Majedkodumi, qui était représentée par Mme Jummai Vandu, spécialiste du changement climatique, a décrit le NDC 3.0 comme un plan d'investissement stratégique aligné sur le plan national de développement du Nigéria et les objectifs climatiques mondiaux.

Elle a expliqué que NDC 3.0 fournit des objectifs clairs de réduction des émissions, promeut les énergies renouvelables et intégre les droits du travail, garantissant que le dialogue social et la protection des travailleurs restent au cœur de la transition climatique du Nigéria.

Elle a également réitéré l'engagement de la NCCC à mettre en œuvre des cadres de marché du carbone transparents, à opérationnaliser le fonds du changement climatique et à fournir des filets de sécurité sociale et des programmes de recyclage pour garantir une transition juste pour les travailleurs nigérians.

De sa part, la spécialiste principale de l'OIT, Mme Inviolata Chinyangarara, a félicité la NLC pour avoir produit les documents de plaidoyer. Elle a noté l'importance d'intégrer les préoccupations des travailleurs dans la réponse au changement climatique du Nigéria et le programme de développement durable.

Chinyangarara a en outre souligné la nécessité de hiérarchiser la création d'emplois, le développement des compétences et le renforcement des capacités, en particulier pour les groupes vulnérables, afin qu'aucun travailleur ne soit laissé pour compte dans la transition climatique du Nigéria.

En outre, elle a promis le soutien continu de l'OIT par l'OIT grâce à l'engagement dans les révisions du NDC, les directives de transition et le partage international des connaissances, ajoutant que l'exemple du Nigéria devrait inspirer d'autres pays africains.

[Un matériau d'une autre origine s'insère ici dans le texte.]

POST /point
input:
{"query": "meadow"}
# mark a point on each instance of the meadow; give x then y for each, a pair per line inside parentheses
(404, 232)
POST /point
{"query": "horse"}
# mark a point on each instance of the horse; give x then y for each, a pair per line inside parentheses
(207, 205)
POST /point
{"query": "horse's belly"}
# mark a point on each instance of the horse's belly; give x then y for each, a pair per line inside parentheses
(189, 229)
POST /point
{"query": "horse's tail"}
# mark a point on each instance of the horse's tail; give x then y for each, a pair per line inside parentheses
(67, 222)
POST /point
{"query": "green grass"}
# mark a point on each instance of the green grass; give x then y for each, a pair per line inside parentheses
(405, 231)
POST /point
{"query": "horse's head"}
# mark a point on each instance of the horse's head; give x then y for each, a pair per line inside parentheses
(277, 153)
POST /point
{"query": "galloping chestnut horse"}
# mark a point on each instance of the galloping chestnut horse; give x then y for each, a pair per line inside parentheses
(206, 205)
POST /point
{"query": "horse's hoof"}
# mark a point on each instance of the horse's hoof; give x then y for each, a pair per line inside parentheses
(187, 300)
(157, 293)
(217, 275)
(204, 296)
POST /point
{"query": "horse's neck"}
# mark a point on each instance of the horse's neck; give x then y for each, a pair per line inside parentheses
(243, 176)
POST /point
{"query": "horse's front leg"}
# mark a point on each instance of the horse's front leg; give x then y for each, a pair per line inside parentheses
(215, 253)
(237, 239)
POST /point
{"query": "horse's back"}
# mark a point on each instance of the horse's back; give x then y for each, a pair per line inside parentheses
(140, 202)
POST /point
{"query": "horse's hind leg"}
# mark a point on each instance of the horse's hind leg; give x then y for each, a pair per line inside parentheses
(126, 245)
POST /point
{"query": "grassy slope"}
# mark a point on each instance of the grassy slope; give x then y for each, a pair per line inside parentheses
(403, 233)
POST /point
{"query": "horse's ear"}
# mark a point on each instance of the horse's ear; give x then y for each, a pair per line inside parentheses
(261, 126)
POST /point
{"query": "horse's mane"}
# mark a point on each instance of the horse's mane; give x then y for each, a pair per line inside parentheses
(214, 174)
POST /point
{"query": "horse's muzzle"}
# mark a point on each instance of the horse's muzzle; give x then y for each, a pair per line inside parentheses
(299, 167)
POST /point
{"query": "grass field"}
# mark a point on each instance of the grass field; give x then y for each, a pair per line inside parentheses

M. Ezekiel Adudu, directeur des fonctions et projets spéciaux du ministère du Travail et de l'Emploi, a décrit le document de politique comme un plan pour une transition inclusive, soulignant qu'aucun travailleur ne devrait être exclu.

Adudu a réaffirmé l'engagement du gouvernement, en vertu de l'ordre du jour de l'espoir, de s'associer à des organismes internationaux pour garantir que les politiques climatiques promeuvent des pratiques durables et protégeant les droits des travailleurs dans tous les secteurs de l'économie.